Even if each of these partners does a great job – which one would hope they do at their price points – a few things invariably get lost along the way. These include:

1. A data strategy that is closely coupled to the organisation’s actual needs rather than something more general.

While there are undoubtedly benefits in adopting best practice for an industry, there is also something to be said for a more tailored approach, tied to business imperatives and which may have the possibility to define the new best practice. In some areas of business, it makes sense to take the tried and tested approach, to be a part of the herd. In others – and data is in my opinion one of these – taking a more innovative and distinctive path is more likely to lead to success.

2. Connective tissue between strategy and execution.

The distinctions between the three types of organisations I cite above are becoming more blurry (not least as each seeks to develop new revenue streams). This can lead to the strategy consultants developing plans, which get ripped up by the management consultants; the management consultants revisiting the initial strategy; the systems integrators / off-shorers replanning, or opening up technical and architecture discussions again. Of course this means the client paying at least twice for this type of work. What also disappears is the type of accountability that comes when the same people are responsible for developing a strategy, turning this into a practical plan and then executing this [3].

3. Focus on the cultural aspects of becoming more data-driven.

This is both one of the most important factors that determines success or failure [4] and something that – frankly because it is not easy to do – often falls by the wayside. By the time that the third external firm has been on-boarded, the name of the game is generally building something (e.g. a Data Lake, or an analytics platform) rather than the more human questions of who will use this, in what way, to achieve which business objectives.

Of course a way to address the above is to allocate some experienced people (internal or external, ideally probably a blend) who stay the course from development of data strategy through fleshing this out to execution and who – importantly – can also take a lead role in driving the necessary cultural change. It also makes sense to think about engaging organisations who are small enough to tailor their approach to your needs and who will not force a “cookie cutter” approach. I have written extensively about how – with the benefit of such people on board – to run such a data transformation programme [5]. Here I am going to focus on just one phase of such a programme and often the most important one; getting going and building momentum.

A Third Way

There are a couple of schools of thought here:

1. Focus on laying solid data foundations and thus build data capabilities that are robust and will stand the test of time.
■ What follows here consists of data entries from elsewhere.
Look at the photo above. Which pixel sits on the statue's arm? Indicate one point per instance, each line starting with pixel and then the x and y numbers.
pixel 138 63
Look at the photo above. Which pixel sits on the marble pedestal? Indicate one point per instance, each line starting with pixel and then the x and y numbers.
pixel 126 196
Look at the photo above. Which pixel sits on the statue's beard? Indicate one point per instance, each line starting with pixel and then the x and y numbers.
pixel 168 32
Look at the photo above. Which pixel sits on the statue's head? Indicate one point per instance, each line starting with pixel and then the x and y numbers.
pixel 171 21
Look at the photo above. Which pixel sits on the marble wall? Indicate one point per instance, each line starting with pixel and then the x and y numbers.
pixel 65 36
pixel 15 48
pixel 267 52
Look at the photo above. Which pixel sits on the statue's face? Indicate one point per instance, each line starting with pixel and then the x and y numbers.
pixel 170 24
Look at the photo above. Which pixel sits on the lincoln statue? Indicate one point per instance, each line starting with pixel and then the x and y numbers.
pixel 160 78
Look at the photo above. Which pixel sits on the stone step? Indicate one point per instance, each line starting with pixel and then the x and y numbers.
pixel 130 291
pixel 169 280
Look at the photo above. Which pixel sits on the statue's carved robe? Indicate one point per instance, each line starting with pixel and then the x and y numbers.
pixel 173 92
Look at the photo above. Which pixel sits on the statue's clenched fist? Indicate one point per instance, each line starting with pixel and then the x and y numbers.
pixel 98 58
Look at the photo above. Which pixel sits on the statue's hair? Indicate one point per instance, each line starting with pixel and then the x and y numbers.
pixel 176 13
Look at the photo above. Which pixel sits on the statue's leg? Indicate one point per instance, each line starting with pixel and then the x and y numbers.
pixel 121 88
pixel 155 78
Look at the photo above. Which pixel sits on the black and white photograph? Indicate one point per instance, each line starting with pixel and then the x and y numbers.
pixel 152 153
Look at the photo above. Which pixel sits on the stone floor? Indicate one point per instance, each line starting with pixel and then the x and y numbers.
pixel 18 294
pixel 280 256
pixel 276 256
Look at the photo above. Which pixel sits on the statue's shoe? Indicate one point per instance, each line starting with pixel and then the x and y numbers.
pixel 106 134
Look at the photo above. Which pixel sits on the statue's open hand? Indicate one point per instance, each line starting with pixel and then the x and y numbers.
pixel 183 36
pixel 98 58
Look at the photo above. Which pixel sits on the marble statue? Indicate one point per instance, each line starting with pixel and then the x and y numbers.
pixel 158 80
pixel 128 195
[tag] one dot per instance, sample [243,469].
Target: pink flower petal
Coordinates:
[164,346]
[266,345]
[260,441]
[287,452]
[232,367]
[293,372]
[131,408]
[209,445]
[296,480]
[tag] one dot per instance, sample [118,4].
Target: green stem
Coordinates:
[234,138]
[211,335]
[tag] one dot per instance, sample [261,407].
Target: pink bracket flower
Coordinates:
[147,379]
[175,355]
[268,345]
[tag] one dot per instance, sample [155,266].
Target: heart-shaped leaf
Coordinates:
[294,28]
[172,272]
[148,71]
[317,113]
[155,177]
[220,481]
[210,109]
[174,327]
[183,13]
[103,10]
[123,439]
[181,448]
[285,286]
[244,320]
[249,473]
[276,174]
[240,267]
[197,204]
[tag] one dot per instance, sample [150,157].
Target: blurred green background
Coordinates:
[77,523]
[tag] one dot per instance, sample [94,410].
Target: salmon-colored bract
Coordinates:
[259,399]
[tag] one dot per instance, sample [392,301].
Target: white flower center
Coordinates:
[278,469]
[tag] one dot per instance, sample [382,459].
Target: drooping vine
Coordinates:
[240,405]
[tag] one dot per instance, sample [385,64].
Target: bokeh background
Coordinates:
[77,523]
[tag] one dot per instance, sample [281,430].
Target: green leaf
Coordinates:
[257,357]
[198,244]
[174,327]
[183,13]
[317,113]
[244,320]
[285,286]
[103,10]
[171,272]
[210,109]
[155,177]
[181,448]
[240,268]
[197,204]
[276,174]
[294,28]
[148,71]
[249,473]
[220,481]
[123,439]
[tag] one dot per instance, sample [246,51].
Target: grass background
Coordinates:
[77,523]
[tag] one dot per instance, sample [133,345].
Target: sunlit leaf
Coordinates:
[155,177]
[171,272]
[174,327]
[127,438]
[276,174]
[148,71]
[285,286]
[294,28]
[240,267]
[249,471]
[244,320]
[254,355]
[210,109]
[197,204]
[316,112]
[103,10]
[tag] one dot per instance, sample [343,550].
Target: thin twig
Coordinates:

2. Focus on delivering something ASAP in the data arena, which will build the case for further investment.

There are points in favour of both approaches and criticisms that can be made of each as well. For example, while the first approach will be necessary at some point (and indeed at a relatively early one) in order to sustain a transformation to a data-driven organisation, it obviously takes time and effort. Exclusive focus on this area can use up money, political capital and try the patience of sponsors. Few business initiatives will be funded for years if they do not begin to have at least some return relatively soon. This remains the case even if the benefits down the line are potentially great.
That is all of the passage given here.